# How was original Aurora cellophane applied?



## fantasymodeler (Nov 28, 2004)

Does anyone out there know how the original pre-1970's Aurora kit cellophane (not the later shrinkwrap) was applied? I have several original Aurora's where the cellophane has stuck to the front. That's not an issue for me as I don't plan on opening them. But on a few (Flying Sub for one), not only is the cellophane stuck to the front, but there's a line impressed in the cellophane down the front, about 1/8" wide, like a wheel of some kind was used at the factory as part of the machinery that attached and/or sealed the cellophane. It's subtle and you can best see it if you hold the box at an angle. Also, it's not on all the cellophane-wrapped kits. Any input on the cellophane application process from an Aurora guru or two (and you know who you are) would be appreciated. Thanks!


----------



## BatToys (Feb 4, 2002)

Colonge companies like Issy Mikake still use cello wrapping gift box style like Aurora. I wish Round 2 and Moebius would still use cello for certain kits like the Batmobile.


----------



## Auroranut (Jan 12, 2008)

I personally haven't seen a sealed Aurora with a line down the front- they usually have an overlapping seal down the back....

Chris.


----------



## Desslock (Mar 5, 2011)

Maybe a previous purchaser added new sealing wrapping to sell it as MISB? I don't know if that's even possible or practicable, but I always wonder if all the mint sealed boxes are legit.


----------



## 1bluegtx (Aug 13, 2004)

fantasymodeler said:


> Does anyone out there know how the original pre-1970's Aurora kit cellophane (not the later shrinkwrap) was applied? I have several original Aurora's where the cellophane has stuck to the front. That's not an issue for me as I don't plan on opening them. But on a few (Flying Sub for one), not only is the cellophane stuck to the front, but there's a line impressed in the cellophane down the front, about 1/8" wide, like a wheel of some kind was used at the factory as part of the machinery that attached and/or sealed the cellophane. It's subtle and you can best see it if you hold the box at an angle. Also, it's not on all the cellophane-wrapped kits. Any input on the cellophane application process from an Aurora guru or two (and you know who you are) would be appreciated. Thanks!

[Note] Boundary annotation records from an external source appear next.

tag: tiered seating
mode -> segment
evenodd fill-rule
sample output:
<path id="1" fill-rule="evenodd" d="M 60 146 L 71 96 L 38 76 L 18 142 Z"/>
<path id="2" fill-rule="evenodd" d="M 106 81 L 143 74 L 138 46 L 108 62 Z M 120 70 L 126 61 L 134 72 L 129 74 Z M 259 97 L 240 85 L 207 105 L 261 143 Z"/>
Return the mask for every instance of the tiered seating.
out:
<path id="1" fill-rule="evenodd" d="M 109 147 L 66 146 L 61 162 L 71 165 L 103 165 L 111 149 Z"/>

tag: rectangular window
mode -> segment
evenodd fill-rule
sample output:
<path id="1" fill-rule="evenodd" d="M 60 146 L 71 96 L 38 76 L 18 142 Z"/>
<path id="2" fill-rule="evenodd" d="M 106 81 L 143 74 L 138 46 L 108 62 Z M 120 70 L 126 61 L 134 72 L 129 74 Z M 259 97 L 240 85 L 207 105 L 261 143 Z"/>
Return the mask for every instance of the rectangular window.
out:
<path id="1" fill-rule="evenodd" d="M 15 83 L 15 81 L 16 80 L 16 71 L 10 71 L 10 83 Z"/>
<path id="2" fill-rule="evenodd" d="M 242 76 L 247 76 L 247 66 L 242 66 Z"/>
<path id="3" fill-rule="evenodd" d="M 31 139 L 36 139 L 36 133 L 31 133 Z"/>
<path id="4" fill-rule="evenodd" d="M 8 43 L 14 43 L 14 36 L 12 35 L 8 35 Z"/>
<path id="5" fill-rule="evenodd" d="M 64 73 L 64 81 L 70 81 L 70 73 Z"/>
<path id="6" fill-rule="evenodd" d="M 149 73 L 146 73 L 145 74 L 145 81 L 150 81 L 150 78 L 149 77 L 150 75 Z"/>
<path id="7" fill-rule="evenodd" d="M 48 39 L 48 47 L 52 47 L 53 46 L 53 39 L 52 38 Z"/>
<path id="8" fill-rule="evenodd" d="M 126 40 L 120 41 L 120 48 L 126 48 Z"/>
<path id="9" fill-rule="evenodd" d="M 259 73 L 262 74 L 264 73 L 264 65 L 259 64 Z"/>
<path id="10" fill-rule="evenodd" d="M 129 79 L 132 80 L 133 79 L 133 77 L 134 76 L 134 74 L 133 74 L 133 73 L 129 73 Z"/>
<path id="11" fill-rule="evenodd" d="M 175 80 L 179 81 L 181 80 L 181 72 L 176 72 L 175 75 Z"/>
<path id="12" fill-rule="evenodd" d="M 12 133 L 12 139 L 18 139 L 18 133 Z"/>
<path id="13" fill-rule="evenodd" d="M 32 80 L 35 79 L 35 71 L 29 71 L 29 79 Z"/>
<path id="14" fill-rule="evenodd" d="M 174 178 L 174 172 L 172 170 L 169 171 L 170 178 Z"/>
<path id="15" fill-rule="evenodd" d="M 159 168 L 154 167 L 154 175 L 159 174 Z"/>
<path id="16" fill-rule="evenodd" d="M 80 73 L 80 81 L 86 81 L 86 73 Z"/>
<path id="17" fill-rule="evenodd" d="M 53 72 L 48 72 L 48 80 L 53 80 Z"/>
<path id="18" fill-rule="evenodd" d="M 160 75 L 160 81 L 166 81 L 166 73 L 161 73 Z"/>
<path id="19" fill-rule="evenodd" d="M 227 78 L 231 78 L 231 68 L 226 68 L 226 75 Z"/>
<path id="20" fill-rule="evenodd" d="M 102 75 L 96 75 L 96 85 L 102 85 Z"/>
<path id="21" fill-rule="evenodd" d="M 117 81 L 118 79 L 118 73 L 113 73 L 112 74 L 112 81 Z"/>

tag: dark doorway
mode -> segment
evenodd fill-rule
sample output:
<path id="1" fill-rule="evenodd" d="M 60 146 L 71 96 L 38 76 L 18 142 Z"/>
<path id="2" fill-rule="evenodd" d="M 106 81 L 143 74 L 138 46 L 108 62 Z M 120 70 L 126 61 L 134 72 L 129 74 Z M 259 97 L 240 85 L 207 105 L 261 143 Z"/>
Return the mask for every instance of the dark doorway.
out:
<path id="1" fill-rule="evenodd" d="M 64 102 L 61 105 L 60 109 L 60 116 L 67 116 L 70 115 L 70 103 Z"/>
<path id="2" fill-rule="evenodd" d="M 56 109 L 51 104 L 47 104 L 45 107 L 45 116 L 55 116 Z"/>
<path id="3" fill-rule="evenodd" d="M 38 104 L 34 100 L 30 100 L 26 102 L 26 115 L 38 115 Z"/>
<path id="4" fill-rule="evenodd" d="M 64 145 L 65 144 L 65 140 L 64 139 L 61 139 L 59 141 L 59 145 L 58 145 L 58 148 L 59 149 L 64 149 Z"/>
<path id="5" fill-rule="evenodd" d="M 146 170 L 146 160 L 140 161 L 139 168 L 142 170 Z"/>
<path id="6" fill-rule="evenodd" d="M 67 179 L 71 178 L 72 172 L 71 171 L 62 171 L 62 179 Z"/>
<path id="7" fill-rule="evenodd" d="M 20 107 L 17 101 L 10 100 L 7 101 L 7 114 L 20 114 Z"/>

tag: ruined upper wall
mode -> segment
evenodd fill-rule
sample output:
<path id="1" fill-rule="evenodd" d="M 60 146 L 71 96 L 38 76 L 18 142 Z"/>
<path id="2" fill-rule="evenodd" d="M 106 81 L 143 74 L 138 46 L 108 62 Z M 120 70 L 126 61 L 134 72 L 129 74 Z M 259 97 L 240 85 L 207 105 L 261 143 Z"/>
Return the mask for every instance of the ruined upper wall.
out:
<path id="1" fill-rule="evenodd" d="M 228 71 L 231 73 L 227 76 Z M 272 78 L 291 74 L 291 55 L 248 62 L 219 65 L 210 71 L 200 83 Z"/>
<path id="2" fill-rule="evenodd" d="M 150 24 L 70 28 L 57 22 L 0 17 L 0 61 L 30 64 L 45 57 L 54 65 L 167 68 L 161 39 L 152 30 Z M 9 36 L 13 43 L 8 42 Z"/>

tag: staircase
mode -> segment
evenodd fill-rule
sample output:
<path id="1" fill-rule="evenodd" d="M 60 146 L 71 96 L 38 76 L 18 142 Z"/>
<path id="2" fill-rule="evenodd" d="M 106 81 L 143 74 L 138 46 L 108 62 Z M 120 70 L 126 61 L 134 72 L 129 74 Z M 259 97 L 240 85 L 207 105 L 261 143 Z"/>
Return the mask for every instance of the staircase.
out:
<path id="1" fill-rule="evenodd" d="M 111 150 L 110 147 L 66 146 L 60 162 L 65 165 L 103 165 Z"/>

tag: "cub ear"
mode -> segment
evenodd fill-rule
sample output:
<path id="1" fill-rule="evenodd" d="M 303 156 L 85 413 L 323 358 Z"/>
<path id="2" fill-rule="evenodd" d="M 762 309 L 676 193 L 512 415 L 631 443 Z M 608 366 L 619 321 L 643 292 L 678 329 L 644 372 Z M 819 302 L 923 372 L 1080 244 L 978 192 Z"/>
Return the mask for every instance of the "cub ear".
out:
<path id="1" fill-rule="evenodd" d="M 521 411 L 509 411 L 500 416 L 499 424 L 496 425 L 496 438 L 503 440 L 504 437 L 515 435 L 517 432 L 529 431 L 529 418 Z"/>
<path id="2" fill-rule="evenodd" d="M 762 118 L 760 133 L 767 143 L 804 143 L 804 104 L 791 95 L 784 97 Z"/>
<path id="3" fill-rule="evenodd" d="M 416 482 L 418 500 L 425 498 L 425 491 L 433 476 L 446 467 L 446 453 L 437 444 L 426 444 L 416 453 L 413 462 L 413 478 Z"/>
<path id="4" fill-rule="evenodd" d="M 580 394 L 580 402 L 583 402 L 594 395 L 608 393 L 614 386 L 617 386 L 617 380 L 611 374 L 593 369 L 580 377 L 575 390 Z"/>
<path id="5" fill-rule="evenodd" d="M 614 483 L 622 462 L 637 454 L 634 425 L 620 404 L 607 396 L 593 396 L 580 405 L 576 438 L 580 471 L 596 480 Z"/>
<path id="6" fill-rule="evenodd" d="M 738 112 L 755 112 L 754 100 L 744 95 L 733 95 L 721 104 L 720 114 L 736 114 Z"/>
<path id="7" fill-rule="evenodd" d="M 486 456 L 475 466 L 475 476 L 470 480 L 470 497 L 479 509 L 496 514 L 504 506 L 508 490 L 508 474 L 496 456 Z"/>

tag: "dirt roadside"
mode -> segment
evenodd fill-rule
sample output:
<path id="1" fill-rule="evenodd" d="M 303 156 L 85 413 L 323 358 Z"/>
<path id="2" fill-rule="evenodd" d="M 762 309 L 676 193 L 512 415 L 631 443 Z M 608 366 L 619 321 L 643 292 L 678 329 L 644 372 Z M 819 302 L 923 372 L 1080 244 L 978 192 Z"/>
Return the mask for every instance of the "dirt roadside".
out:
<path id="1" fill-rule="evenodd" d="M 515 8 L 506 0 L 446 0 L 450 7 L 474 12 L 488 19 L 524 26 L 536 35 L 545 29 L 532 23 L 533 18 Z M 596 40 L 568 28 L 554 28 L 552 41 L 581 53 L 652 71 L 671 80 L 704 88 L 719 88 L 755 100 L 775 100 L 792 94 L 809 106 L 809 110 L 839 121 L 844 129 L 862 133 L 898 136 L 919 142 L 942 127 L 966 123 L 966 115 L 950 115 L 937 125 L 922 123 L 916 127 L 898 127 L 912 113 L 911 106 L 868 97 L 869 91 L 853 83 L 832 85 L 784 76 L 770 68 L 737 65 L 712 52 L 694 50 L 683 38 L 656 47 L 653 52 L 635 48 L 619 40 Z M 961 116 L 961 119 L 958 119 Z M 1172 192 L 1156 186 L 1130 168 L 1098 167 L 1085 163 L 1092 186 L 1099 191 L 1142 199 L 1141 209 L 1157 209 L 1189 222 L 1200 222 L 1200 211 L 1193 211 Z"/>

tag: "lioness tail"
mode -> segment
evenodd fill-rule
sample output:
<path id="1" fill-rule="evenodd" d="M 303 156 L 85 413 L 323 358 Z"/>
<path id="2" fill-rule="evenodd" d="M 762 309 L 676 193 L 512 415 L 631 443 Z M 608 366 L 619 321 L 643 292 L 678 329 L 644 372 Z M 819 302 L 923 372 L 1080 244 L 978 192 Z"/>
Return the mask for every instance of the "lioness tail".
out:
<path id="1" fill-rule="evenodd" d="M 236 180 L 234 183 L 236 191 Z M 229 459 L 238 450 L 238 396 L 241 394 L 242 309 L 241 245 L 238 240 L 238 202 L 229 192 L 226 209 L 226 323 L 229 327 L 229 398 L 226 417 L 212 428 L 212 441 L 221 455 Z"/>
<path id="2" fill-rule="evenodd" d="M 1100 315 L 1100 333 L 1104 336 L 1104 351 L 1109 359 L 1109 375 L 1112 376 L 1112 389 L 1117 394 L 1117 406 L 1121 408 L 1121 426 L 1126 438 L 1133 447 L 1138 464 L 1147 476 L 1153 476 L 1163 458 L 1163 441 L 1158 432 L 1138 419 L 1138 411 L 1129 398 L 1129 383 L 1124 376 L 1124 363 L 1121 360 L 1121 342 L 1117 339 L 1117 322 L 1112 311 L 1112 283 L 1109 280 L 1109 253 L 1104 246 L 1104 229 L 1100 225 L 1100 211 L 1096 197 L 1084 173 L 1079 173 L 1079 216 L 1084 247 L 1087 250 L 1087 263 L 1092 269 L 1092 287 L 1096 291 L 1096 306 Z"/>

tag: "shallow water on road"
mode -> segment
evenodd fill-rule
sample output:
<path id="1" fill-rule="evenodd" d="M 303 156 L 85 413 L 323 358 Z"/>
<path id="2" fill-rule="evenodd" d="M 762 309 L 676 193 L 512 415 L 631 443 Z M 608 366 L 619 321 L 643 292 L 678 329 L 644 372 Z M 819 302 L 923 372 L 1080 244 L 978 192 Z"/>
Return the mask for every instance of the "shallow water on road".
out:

The clear cellophane came in rolls and was pulled over a couple of rollers in the machine that wrapped the box and folded the ends.Being pulled over the rollers probably left the marks you see.Only U.S. issue kits used the folded cellophane on the boxes,Canadian long box kits used shrink wrap like modern kits do.
BRIAN


----------



## IanWilkinson (Apr 23, 2010)

Im in the UK and ive only seen shrink wrap on the Aurora boxes??.. can some body please post an image of the other wrapping style!.. i would love to see it!..


----------



## Cro-Magnon Man (Jun 11, 2001)

Slightly brittle, sometimes slightly baggy, and like the Bruegman Aurora History book says, made of the same cellophane as on a cigarette packet.


----------



## mcdougall (Oct 28, 2007)

IanWilkinson said:


> Im in the UK and ive only seen shrink wrap on the Aurora boxes??.. can some body please post an image of the other wrapping style!.. i would love to see it!..


Hi Ian...
Although this is the Original Parks Hitler...This is the Old School Shrinkwrap with the seam on the back...













































I, also, have only ever seen this seam run down the BACK of a kit...When I was a kid in the early 60's this is how the kits I got from Aurora out of New York looked:wave:
Cheers
Denis


----------



## mcdougall (Oct 28, 2007)

Just wanted to add that a lot of the Aurora kits we bought in the 60's weren't even shrinkwrapped at all and just had two small pieces of tape holding the lid on... which at the time, allowed us to open them up to see what color the plastic was. The idea was that whatever color the plastic was, negated us from having to 'waste' money on that color of paint 
Hey 15 cents was serious coin back then...
Mcdee


----------



## rkoenn (Dec 18, 2007)

You're right Denis. I had maybe 4 colors at one time back then. I think I got a quarter allowance each week and a lawn mowing for the neighbors was worth $2-3. You had to be careful how you spent that money.

Bob K.


----------



## IanWilkinson (Apr 23, 2010)

Thanks fo rthe images!.. in the UK all i can recall is the shrink wrap type of wrapping. In the 70's the Aurora kits had quite a rise in price, shop keepers said it was due to oil prices?.. can anyone else remember this happening?


----------



## Cro-Magnon Man (Jun 11, 2001)

Yep, kit prices, or at least production costs, were affected by the price of oil, and the Aurora T-Rex, the largest figure kit they ever produced, came out in '74, the very year of the Middle East oil crisis!


----------



## BatToys (Feb 4, 2002)

The T-Rex used more plastic than Gigantic Frankenstein?


----------



## 1bluegtx (Aug 13, 2004)

mcdougall said:


> Just wanted to add that a lot of the Aurora kits we bought in the 60's weren't even shrinkwrapped at all and just had two small pieces of tape holding the lid on... which at the time, allowed us to open them up to see what color the plastic was. The idea was that whatever color the plastic was, negated us from having to 'waste' money on that color of paint
> Hey 15 cents was serious coin back then...
> Mcdee


Must have been the kids before you ripped it off.All Canadian long box kits originally came sealed:









BRIAN


----------



## Cro-Magnon Man (Jun 11, 2001)

I don't think Aurora kits were always sealed in the UK as kits turn up nowadays with a price sticker stuck to the box lid.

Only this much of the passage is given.